Protein translation rate determines neocortical neuron fate

Abstract

The mammalian neocortex comprises an enormous diversity regarding cell types, morphology, and connectivity. In this work, we discover a post-transcriptional mechanism of gene expression regulation, protein translation, as a determinant of cortical neuron identity. We find specific upregulation of protein synthesis in the progenitors of later-born neurons and show that translation rates and concomitantly protein half-lives are inherent features of cortical neuron subtypes. In a small molecule screening, we identify Ire1α as a regulator of Satb2 expression and neuronal polarity. In the developing brain, Ire1α regulates global translation rates, coordinates ribosome traffic, and the expression of eIF4A1. Furthermore, we demonstrate that the Satb2 mRNA translation requires eIF4A1 helicase activity towards its 5'-untranslated region. Altogether, we show that cortical neuron diversity is generated by mechanisms operating beyond gene transcription, with Ire1α-safeguarded proteostasis serving as an essential regulator of brain development.
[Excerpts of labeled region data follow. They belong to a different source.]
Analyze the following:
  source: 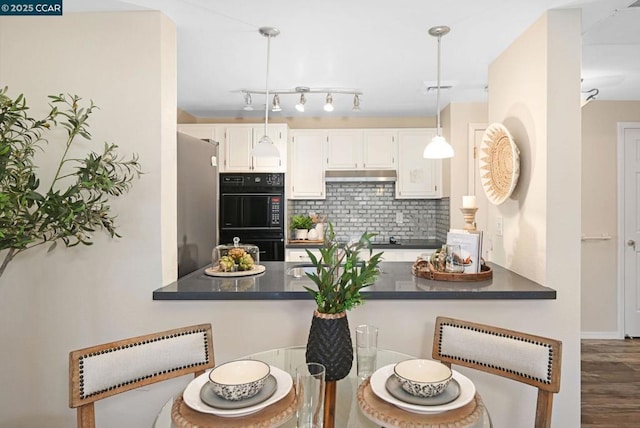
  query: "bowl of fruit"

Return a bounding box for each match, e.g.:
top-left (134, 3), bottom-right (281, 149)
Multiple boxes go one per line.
top-left (205, 237), bottom-right (264, 276)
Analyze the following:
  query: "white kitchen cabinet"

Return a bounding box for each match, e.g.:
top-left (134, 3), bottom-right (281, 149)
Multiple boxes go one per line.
top-left (326, 129), bottom-right (362, 169)
top-left (326, 129), bottom-right (397, 170)
top-left (221, 124), bottom-right (288, 172)
top-left (362, 129), bottom-right (398, 169)
top-left (284, 248), bottom-right (321, 263)
top-left (396, 128), bottom-right (445, 199)
top-left (287, 129), bottom-right (326, 199)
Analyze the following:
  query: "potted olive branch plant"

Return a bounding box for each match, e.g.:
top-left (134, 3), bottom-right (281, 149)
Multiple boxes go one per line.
top-left (305, 223), bottom-right (383, 381)
top-left (0, 87), bottom-right (142, 277)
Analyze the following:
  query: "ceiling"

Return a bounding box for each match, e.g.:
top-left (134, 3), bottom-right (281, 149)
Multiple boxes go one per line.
top-left (64, 0), bottom-right (640, 118)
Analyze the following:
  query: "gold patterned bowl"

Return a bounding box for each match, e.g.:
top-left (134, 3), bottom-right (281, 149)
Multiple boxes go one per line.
top-left (393, 359), bottom-right (453, 398)
top-left (209, 360), bottom-right (271, 401)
Fig. 1. Neuronal Satb2 expression requires a critical window of protein translation in precursor cells.

a Images of immunolabeled primary cells from E12.5 embryos nucleofected to express dsRed, and from E14.5 embryos to express EGFP, mixed and plated on a single glass coverslip. Two hours post-plating, cells were treated with vehicle (DMSO) or cycloheximide (CHX) for 20 hours, followed by medium change, and fixed at day-in-vitro 5 (DIV5). Upper panels show staining using rat anti-CTIP2, goat anti-EGFP, and rabbit anti-RFP, the latter one recognizing both EGFP and dsRed. For this reason, E12.5 cells in this case were recognized as solely expressing dsRed (blue arrowheads), but the E14.5 ones, both EGFP and dsRed (white arrowheads). Lower panels show anti-Satb2, anti-EGFP and anti-dsRed immunostaining with no cross-reacting antibodies; in this case, E12.5-derived cells express dsRed (blue arrowheads) and E14.5 ones EGFP (white arrowheads), as expected. Representative neuronal morphology is demonstrated as a semi-automated, EGFP- or dsRed-based reconstruction. (1-2) Example E14.5 (1,3) or E12.5 (2,4) cortex-derived cells immunolabeled with an antibody anti-Satb2. b Quantification of the cell identity markers in DIV5 neurons derived from E12.5 or E14.5 cortex. Lines on violin plot indicate median and quartiles. For statistics, Satb2, one-way ANOVA with Bonferroni’s multiple comparisons test; E14.5 + DMSO vs. E14.5 + CHX, p = 0.0007; CTIP2, Kruskal-Wallis test with Dunn’s multiple comparisons test. # indicates a comparison between fractions of Satb2-positive E12.5 DMSO- and E12.5 CHX-treated group, the latter represented by no positive cells. Data were collected from three independent cultures. *** p < 0.001. Refer to Supplementary Data S1 for detailed information on numerical values.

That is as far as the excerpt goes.